| R-miss-tastic

Fri Apr 04, 2025

Package:

mixgb

Authors:

Yongshi Deng [aut, cre], Thomas Lumley [ths]

Category:

Single Imputation, Analysis for Incomplete Data

Use-Cases:

Multiple imputation for large datasets.

Popularity:

Description:

Multiple imputation using ‘XGBoost’, subsampling, and predictive mean matching as described in Deng and Lumley (2023) doi:10.1080/10618600.2023.2252501. The package supports various types of variables, offers flexible settings, and enables saving an imputation model to impute new data. Data processing and memory usage have been optimised to speed up the imputation process.

Algorithms for Imputation:

impute_new(): Impute new data with a saved mixgb imputer object
mixgb(): This function is used to generate multiply-imputed datasets using XGBoost, subsampling and predictive mean matching (PMM),
mixgb_cv(): Use cross-validation to find the optimal nrounds for an Mixgb imputer. Note that this method relies on the complete cases of a dataset to obtain the optimal nrounds.

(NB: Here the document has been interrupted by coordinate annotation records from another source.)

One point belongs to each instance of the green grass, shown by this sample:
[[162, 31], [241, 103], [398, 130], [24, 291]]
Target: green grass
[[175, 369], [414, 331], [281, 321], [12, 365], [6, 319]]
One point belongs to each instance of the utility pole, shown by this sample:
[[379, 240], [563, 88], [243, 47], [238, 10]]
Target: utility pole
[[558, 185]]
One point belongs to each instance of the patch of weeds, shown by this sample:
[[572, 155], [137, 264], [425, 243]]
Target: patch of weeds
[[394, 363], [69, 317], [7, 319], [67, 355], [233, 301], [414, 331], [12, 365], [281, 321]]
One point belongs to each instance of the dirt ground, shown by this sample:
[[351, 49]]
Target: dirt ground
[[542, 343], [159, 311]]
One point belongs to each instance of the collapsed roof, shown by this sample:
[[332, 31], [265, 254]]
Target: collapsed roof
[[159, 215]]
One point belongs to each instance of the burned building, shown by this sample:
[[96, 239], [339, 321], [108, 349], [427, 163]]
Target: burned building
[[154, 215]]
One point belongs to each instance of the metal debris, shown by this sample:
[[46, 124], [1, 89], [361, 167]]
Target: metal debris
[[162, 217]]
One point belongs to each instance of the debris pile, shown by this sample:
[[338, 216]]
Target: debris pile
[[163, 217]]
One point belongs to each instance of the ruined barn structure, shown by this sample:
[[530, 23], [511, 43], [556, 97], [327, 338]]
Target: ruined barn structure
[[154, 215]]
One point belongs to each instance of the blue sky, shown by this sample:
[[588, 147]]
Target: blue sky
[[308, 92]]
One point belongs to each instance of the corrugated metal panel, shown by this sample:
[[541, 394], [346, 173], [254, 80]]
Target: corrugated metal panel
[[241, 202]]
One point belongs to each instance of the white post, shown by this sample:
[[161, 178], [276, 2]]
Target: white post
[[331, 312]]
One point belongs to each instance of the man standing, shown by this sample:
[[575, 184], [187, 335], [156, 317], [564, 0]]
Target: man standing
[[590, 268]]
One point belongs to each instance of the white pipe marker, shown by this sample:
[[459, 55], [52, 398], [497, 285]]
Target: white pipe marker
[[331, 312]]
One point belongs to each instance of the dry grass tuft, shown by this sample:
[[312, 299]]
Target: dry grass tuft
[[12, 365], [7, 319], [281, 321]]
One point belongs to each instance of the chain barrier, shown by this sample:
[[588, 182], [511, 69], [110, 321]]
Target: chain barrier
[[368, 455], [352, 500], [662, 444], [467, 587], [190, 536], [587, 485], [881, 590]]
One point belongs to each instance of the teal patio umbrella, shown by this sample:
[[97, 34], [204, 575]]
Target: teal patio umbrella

Algorithms for Amputation:

createNA() - This function creates missing values under the missing complete at random (MCAR) mechanism. It is for demonstration purposes only.

Datasets:

nhanes3 - A small subset of the NHANES III (1988-1994) newborn data,
nhanes3_newborn - NHANESIII (1988-1994) newborn data.

Further Information:

Package repository: https://github.com/agnesdeng/mixgb
Documentation: https://www.rdocumentation.org/packages/mixgb/versions/1.5.2/topics/mixgb
Yongshi Deng, Thomas Lumley, “Multiple Imputation Through XGBoost”, https://doi.org/10.1080/10618600.2023.2252501

Input:

data.frame